Sometimes, in the midafternoon, when there is not enough of substantial homeostatic sleep drive, the circadian system might not function very well in keeping us awake. Mid afternoon is typically the time when people are tempted to take a nap, or make a break to drink some more coffee to battle the drive to nap. The caffeine (or any kind of alternative drink) temporarily blocks receptors in the brain that regulate sleep drive.  After midafternoon  the circadian pacemaker sends out a stronger and stronger drive for waking as the day progresses. Then, if you’re keeping a regular schedule, the hormone melatonin will  rise. Melatonin is a sleep-facilitating  hormone, that will quiet the circadian pacemaker one to two hours before your habitual bedtime, enabling the homeostatic sleep drive to take over and allow you to get to sleep. As the homeostatic drive dissipates midway through the sleep episode, the circadian drive for sleep increases toward morning, maintaining our ability to obtain a full night of sleep. After our usual wake time, the levels of melatonin begin to decline. Normally, the two mutually opposing processes work well together, sustaining alertness throughout the day and promoting a solid night of sleep.

Fourth –  Sleep inertia

Finally the  fourth factor that affects our cognitive performance connected to sleep has to do with what’s called “sleep inertia,” the  sense of unfocused bleariness some people experience when they first wake up. If we look at our brain mike a motor engine, it´s as if  as you awaken, your brain needs sometime to “warm up”. There is a transitional period between the time you wake up and the time your brain becomes fully functional. Research has discovered that part of your brain responsible for memory consolidation doesn’t function well for five to 20 minutes after you wake up and doesn’t reach its peak efficiency for a couple of hours. This is why you never want to make an important decision as soon as you are suddenly awakened.

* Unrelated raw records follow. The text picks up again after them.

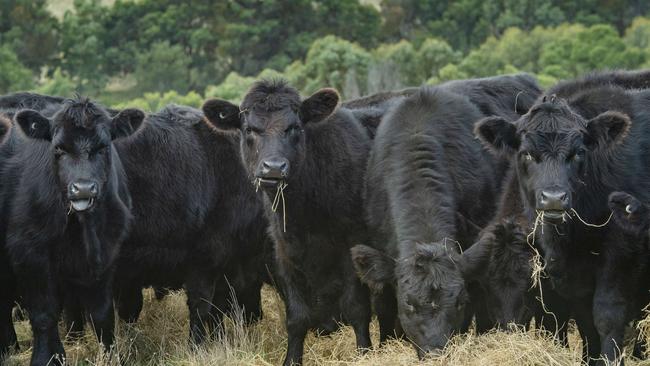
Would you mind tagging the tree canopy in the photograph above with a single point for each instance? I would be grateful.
(148, 48)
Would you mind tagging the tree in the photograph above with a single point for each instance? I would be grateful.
(58, 84)
(329, 61)
(164, 67)
(83, 45)
(14, 76)
(30, 30)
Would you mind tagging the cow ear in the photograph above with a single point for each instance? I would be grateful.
(222, 114)
(319, 106)
(474, 260)
(373, 267)
(5, 127)
(126, 123)
(497, 134)
(34, 124)
(607, 129)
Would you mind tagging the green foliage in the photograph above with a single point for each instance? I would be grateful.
(58, 85)
(337, 63)
(14, 76)
(30, 30)
(153, 102)
(595, 48)
(164, 67)
(232, 88)
(638, 34)
(358, 47)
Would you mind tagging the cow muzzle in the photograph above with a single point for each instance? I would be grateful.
(553, 204)
(272, 171)
(82, 195)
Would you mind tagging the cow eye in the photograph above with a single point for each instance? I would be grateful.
(58, 151)
(409, 307)
(292, 128)
(578, 155)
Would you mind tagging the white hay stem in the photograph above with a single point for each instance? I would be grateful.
(538, 268)
(592, 225)
(279, 196)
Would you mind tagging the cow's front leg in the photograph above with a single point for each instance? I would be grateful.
(200, 288)
(298, 323)
(44, 307)
(98, 302)
(616, 285)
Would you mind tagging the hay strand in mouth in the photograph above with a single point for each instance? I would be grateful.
(536, 261)
(592, 225)
(258, 183)
(279, 196)
(538, 268)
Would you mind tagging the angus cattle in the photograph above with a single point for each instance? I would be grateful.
(424, 176)
(67, 211)
(629, 213)
(9, 140)
(308, 159)
(197, 220)
(7, 281)
(568, 157)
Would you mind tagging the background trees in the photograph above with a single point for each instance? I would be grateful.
(124, 50)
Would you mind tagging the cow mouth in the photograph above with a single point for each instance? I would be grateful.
(269, 182)
(554, 215)
(82, 204)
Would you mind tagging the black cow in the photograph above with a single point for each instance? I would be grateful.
(424, 176)
(9, 141)
(308, 158)
(629, 213)
(197, 220)
(568, 158)
(7, 282)
(67, 211)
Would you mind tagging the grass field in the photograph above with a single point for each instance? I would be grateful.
(160, 338)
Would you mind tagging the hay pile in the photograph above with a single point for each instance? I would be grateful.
(160, 338)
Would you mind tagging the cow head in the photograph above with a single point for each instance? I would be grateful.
(629, 213)
(506, 277)
(81, 135)
(551, 147)
(271, 121)
(5, 128)
(430, 284)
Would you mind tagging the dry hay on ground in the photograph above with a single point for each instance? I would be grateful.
(160, 338)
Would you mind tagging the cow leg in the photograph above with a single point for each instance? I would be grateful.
(73, 314)
(222, 303)
(98, 302)
(200, 289)
(250, 299)
(44, 308)
(385, 304)
(298, 323)
(7, 331)
(356, 309)
(129, 303)
(554, 315)
(582, 312)
(609, 317)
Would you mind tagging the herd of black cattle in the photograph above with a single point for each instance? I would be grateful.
(428, 206)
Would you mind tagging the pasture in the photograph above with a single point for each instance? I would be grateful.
(159, 338)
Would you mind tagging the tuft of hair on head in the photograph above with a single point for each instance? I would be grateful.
(5, 126)
(82, 112)
(270, 95)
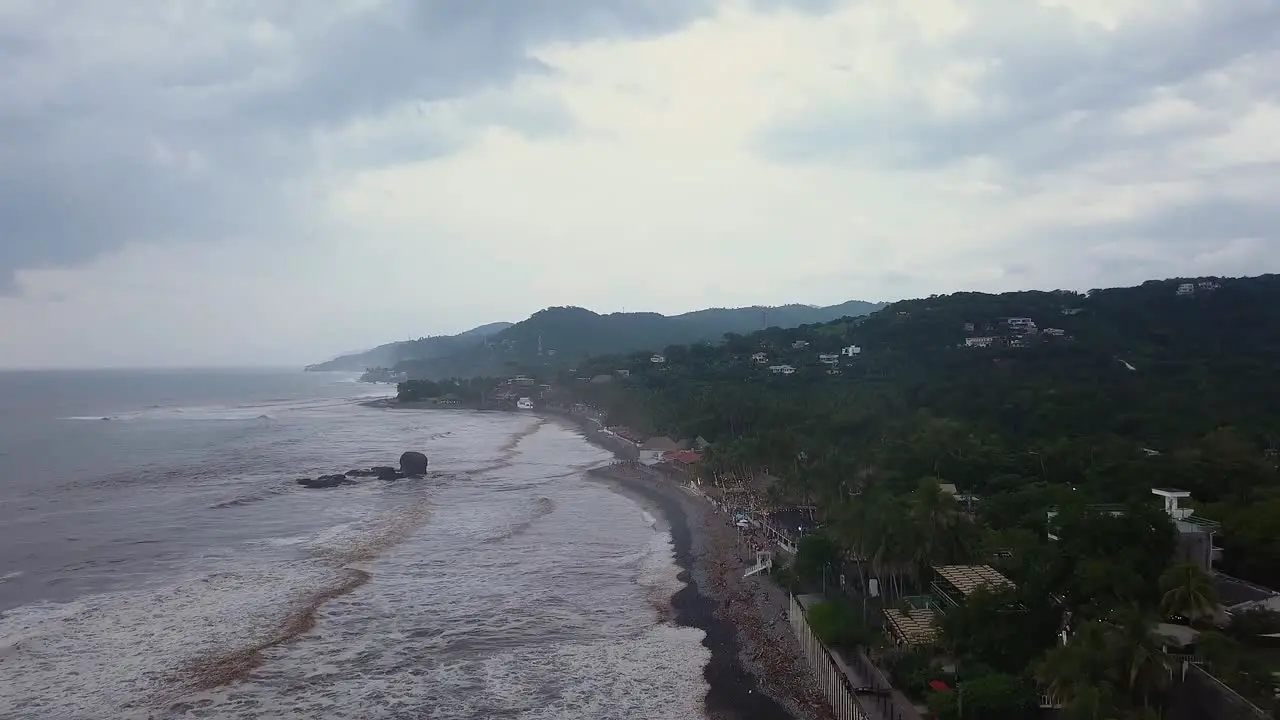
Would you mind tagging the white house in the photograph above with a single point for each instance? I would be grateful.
(1020, 324)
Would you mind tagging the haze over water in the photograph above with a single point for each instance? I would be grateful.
(151, 555)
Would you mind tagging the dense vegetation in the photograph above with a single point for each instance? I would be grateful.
(560, 337)
(1133, 388)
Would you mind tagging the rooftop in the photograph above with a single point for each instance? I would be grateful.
(1233, 592)
(968, 578)
(915, 628)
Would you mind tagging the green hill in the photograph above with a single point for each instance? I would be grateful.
(562, 337)
(1116, 391)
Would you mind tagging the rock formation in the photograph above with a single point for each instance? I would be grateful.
(414, 464)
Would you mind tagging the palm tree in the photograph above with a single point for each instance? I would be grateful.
(938, 522)
(1137, 656)
(1069, 673)
(1189, 593)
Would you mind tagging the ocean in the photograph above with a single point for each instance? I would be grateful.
(158, 560)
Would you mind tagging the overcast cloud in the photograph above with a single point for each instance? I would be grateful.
(186, 182)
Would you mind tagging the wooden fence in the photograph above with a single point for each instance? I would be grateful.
(831, 678)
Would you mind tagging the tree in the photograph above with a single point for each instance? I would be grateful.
(995, 628)
(1188, 593)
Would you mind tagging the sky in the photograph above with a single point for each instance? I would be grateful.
(232, 182)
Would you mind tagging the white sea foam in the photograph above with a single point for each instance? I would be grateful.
(104, 655)
(649, 519)
(658, 570)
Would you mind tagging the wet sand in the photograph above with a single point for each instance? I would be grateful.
(757, 671)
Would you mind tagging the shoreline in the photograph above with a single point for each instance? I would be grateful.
(736, 687)
(757, 669)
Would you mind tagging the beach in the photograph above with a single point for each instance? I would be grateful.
(757, 670)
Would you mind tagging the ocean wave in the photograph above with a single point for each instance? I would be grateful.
(105, 655)
(542, 507)
(251, 497)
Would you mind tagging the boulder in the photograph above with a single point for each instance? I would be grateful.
(324, 482)
(414, 464)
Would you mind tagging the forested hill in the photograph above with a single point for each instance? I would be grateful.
(562, 337)
(1114, 392)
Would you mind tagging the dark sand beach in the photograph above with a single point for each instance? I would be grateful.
(755, 671)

Other interesting research concerning sleep deficit, shows how chronic sleep restriction increases levels of appetite and stress hormones; Likewise, the day following a ‘less than seven hours of sleep night’ the average person will eat 29% more calories. It seems that a cognitively tired brain doesn’t always make good food choices. This happens due to the metabolic action of the chemicals Ghrelin and leptin. Ghrelin is involved in sending hunger signals whereas  Leptin helps to tell you when you are full. When you don’t get enough sleep your body makes more ghrelin and less leptin. Ghrelin will make you eat more!

The conclusions of the various researchers lead to quite common sense advice: If we want to improve your performance, we need to sleep more, at least 7 to 9 hours a night.